La Corea del Nord ha reso noto che il suo nuovo test nucleare è stato realizzato facendo detonare una testata atomica che può armare missili balistici, che certamente rappresenterebbe un notevole passo in avanti nelle capacità militari del Paese. Il test nucleare, avvenuto nella base di Punggye-ri, nel nord-est del Paese, ha avuto una potenza di 10 chilotoni, secondo calcoli delle Forze Armate della vicina Corea del Sud, e ha causato un terremoto di oltre 5 gradi sulla scala Richter. Il test, ha fatto sapere l’Istituto per le Armi Nucleari di Pyongyang, è stato realizzato per saggiare la potenza di una testata atomica appena messa a punto, e ha confermato “l’affidabilità e la potenza di una testata nucleare che è stata standardizzata per essere installata su missili balistici strategici”. E ha aggiunto che il nuovo successo permetterà alla Corea del Nord di “produrre a piacimento in quantità illimitata una varietà di testate nucleari più piccole, leggere e diversificate con un maggiore potere di attacco”.

La Cina preoccupata presenterà protesta formale all’ambasciata nordcoreana

La Cina presenterà una protesta formale presso l’ambasciata nordcoreana a Pechino in seguito al quinto test nucleare effettuato oggi da Pyongyang. Lo ha riferito la portavoce del ministero degli Esteri cinese Hua Chunying. “Le tensioni sulla penisola coreana quest’anno hanno danneggiato seriamente la pace e la stabilità nella regione, andando contro le aspettative della comunità internazionale”, ha detto Hua, aggiungendo che qualsiasi azione unilaterale renderà la situazione più tesa e complicata. La Cina ha esortato con forza le parti interessate ad “agire con cautela, a non provocarsi a vicenda e a mantenere la pace e la stabilità nella penisola”. Hua ha anche assicurato che Pechino “sostene il disarmo nucleare della Corea del Nord ed è pronto a partecipare alle pertinenti riunioni del Consiglio di Sicurezza”.

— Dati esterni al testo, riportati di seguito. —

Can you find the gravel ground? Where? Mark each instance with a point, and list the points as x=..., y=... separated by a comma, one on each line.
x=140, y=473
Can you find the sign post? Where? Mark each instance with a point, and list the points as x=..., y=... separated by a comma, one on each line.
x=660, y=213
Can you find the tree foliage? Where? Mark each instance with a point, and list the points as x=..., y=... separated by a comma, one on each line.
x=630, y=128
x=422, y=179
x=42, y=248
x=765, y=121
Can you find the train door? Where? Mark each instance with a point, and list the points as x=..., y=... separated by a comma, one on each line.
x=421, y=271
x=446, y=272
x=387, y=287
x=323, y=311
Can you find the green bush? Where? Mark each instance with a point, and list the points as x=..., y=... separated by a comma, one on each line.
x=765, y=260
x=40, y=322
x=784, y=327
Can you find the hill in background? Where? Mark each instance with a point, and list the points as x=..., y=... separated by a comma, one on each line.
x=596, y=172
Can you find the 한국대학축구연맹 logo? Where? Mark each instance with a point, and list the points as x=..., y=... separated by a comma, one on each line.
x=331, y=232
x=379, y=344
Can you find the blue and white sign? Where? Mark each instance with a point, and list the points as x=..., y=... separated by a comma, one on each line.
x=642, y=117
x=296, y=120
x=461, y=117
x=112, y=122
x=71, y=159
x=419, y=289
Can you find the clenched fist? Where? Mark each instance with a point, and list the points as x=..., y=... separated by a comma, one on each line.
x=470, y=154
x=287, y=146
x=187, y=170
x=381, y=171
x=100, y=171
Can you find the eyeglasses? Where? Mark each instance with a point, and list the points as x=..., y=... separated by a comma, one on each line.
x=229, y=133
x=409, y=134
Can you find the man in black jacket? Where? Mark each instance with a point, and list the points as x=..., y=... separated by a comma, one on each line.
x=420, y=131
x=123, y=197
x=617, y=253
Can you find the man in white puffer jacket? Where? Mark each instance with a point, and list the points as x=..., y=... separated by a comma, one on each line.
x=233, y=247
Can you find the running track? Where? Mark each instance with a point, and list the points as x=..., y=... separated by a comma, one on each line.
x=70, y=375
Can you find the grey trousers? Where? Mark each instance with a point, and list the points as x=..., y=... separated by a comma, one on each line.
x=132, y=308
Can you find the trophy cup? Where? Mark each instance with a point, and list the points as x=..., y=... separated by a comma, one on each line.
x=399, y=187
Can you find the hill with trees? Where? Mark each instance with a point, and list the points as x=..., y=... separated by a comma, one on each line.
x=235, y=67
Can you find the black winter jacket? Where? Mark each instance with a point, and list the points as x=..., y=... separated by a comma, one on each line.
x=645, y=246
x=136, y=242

Gli Stati Uniti, allarmati, porteranno la vicenda al Consiglio di Sicurezza Onu 

Gli Stati Uniti sono preoccupati per il quinto test nucleare effettuato dalla Corea del Nord nel corso della giornata e intende sollevare la questione con il Consiglio di sicurezza delle Nazioni Unite. Lo ha detto il Segretario di Stato degli Stati Uniti John Kerry. Prima di incontrare il ministro degli Esteri russo Sergei Lavrov a Ginevra, Kerry ha detto di aver avuto sul tema colloqui “seri” con controparti di Giappone e Corea del Sud. Il capo della diplomazia Usa ha aggiunto che Cina, Russia e Usa condividono le preoccupazioni sui test di Pyongyang.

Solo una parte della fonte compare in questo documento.